Pushed ace3dcab56f..28db0b7a689 to refresh CI on current master.

Note on the prior (2026-03-28) CI failures: I spot-checked two of them against a fresh master (26.6.1.1) and they still reproduce, so they are not stale:

  • 02155_read_in_order_max_rows_to_read — with enable_parallel_replicas=1 + parallel_replicas_min_number_of_rows_per_replica=1, SELECT a FROM t_max_rows_to_read ORDER BY a LIMIT 5 SETTINGS max_rows_to_read = 12 throws TOO_MANY_ROWS (reads all 100 rows). The read-in-order + LIMIT row-count bound isn't applied on the parallel-replicas path.
  • 03261_pr_semi_anti_join — the semi right / anti results are different data, not just reordered, when parallel_replicas_min_number_of_rows_per_replica=1 changes the number of replicas used. Looks like a real correctness issue in semi/anti joins on the parallel-replicas path.

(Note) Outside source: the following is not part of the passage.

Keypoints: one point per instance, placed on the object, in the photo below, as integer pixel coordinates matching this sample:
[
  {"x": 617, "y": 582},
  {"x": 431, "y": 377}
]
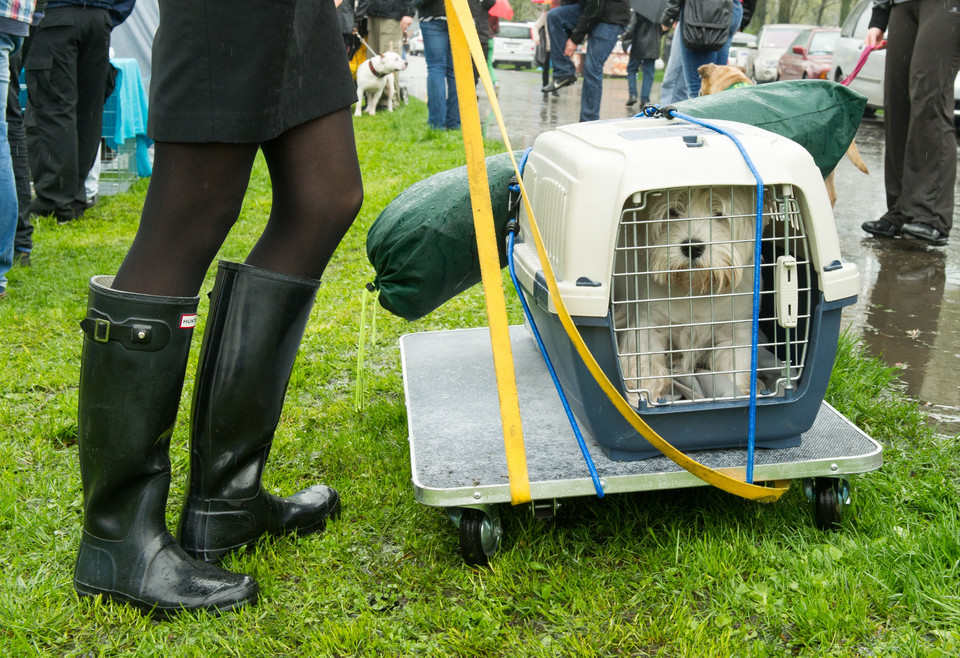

The randomizer line behaves as intended: a value of 1 forces real parallel-replica execution (overriding the statistics-only behavior of automatic_parallel_replicas_mode=2), which is exactly what surfaces these latent bugs. I deliberately did not tag/blacklist the affected tests, since that would hide the very bugs this change is meant to expose. The remaining failures look like genuine product issues for the parallel-replicas path rather than something to fix in this PR — flagging for your call on sequencing (fix-then-randomize vs. land-and-track).

@alexey-milovidov

Copy link
Copy Markdown
Member

Merged master (the branch was only ~2 days behind, but red) to get a fresh CI signal on today's master.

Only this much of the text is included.